For graduates, this resonates with a deeper anxiety: the fear that their working lives will be reduced to supervising algorithms, generating prompts, and cleaning up the mistakes of automated systems. Smith challenges that vision. He suggests that AI can free people from repetitive tasks, giving them more time to focus on the human elements of work: creativity, empathy, problem‑solving, and relationship‑building.

Whether that optimistic scenario comes true will depend less on the technology itself and more on how organizations choose to deploy it. Graduates entering the workforce have an opportunity-and, in Smith’s view, a responsibility-to push their future employers toward uses of AI that genuinely improve human well‑being.

Why Tech Leaders Need to Listen, Not Just Lecture

One of the quiet admissions in Smith’s piece is that the tech industry has often spoken at people rather than with them. For years, leaders promoted innovation as an unquestioned good, assuming that resistance was simply a failure to understand the benefits.

The boos at commencement ceremonies break that pattern. They force a different kind of conversation, one where concerns about job security, mental health, surveillance, and inequality are placed alongside enthusiasm for new tools.

Smith’s decision to write directly to the class of 2026 is a nod to that shift. It acknowledges that trust in big tech is fragile, and that rebuilding it will require more than slogans. It will require:

– Transparent communication about what AI can and cannot do
– Clear commitments about how it will be used in workplaces and public services
– Mechanisms for people to challenge and appeal AI‑driven decisions
– A willingness to slow down or stop deployments when harms become clear

A Generation That Refuses to Be Passive

Today’s graduates have grown up with constant change: smartphones, social media, streaming, remote learning, and now generative AI. Unlike earlier generations, they are less inclined to treat technology as neutral or inevitable. They ask sharper questions about who benefits and who pays the cost.

Smith appears to recognize that this skepticism is not a flaw-it is an asset. A generation that refuses to be passive consumers of technology is exactly the kind of generation that could push AI in a more humane direction.

His closing plea-that students “do all they can” to move forward with AI rather than simply pushing it away-is really an invitation to channel that skepticism into action. To learn enough about AI to critique it intelligently. To build careers that influence how it is designed and deployed. And to insist that the point of technological progress is not just efficiency, but human dignity.

From Booing to Building

The boos that echoed across American campuses this spring may go down as a turning point in the story of artificial intelligence. They signaled that the next wave of workers is not impressed by hype alone. They want proof that AI will make their lives better, not just corporate balance sheets stronger.

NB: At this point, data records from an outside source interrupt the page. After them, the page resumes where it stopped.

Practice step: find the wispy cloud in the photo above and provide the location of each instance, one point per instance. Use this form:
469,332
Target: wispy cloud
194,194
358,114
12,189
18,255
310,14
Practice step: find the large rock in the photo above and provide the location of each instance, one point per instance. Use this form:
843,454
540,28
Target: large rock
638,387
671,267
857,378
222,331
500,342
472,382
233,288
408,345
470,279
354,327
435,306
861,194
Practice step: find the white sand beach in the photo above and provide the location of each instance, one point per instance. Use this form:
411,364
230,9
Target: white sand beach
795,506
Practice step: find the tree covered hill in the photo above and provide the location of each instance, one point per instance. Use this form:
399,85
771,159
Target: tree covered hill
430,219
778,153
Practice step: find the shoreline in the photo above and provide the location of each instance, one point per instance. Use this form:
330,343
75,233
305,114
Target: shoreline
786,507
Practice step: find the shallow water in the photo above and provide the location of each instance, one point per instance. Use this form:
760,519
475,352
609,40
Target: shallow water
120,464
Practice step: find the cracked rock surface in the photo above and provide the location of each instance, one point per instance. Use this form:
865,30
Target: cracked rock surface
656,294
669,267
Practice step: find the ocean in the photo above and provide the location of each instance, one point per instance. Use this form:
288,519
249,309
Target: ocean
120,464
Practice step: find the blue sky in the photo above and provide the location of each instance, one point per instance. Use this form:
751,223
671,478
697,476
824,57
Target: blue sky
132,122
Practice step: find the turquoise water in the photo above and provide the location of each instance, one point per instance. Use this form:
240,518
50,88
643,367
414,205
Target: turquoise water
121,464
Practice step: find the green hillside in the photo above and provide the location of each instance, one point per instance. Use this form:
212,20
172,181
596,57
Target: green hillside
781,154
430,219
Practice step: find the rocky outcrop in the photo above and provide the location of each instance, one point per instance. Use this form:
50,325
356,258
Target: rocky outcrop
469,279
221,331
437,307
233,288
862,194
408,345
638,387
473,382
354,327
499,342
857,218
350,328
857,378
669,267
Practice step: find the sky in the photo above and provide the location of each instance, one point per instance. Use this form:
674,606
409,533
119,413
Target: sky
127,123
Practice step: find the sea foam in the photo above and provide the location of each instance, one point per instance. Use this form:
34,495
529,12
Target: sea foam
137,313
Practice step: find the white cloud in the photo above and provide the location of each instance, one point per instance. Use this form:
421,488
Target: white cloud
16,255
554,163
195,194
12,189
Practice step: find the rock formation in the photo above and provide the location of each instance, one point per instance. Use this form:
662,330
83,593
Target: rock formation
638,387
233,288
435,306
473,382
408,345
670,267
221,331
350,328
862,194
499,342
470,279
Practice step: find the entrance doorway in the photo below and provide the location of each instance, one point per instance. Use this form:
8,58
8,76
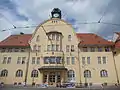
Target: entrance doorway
52,77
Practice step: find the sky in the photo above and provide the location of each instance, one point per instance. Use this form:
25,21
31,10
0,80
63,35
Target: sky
22,13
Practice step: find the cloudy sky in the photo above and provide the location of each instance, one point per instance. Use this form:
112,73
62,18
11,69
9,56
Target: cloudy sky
22,13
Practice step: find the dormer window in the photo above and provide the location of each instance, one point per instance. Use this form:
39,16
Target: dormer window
34,48
69,38
38,38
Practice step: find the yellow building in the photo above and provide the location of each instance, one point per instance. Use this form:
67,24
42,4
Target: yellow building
55,53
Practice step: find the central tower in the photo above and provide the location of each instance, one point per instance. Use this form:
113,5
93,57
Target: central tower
56,13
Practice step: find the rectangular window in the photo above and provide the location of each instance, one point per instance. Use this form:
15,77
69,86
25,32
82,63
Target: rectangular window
88,60
9,60
39,48
48,48
22,49
9,49
85,49
23,60
4,60
67,48
92,49
69,38
68,60
53,47
33,60
57,37
53,36
46,60
100,49
72,48
104,60
99,60
83,60
107,49
73,60
38,60
19,60
16,49
3,50
57,47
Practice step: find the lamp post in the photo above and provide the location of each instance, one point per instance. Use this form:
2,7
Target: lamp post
79,62
27,66
113,53
85,75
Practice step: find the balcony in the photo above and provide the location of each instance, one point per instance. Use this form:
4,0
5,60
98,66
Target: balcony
53,61
53,53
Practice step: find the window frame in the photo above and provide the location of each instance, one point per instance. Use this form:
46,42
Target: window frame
87,74
103,73
4,73
34,73
19,73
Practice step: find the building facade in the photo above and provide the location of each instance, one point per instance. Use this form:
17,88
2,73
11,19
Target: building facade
55,53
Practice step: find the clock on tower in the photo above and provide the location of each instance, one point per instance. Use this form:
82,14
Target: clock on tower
56,13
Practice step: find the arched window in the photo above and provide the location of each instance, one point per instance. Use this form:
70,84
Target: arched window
69,38
34,73
71,75
87,74
19,73
4,73
38,38
103,73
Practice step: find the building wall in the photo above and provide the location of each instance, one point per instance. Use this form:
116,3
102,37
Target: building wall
13,67
78,67
117,62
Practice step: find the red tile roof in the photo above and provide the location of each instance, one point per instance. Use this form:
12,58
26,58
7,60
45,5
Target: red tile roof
16,40
86,39
92,39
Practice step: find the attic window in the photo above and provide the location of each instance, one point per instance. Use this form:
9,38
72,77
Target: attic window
38,38
107,49
69,38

Brad Smith’s response does not resolve that tension, and it does not erase the contradictions within his own company. But it does something important: it treats graduates as participants in the AI era, not spectators. It asks them to bring their fear, anger, and hope into the conversation-and to help decide what kind of AI‑driven world they are willing to live in.

In that sense, the distance between booing and building may be shorter than it appears. The same energy that rejects empty promises about AI can fuel a more demanding, more responsible approach to technological change. Smith’s message is that adaptation is unavoidable. The open question is who will have the courage-and the leverage-to shape what we are adapting to.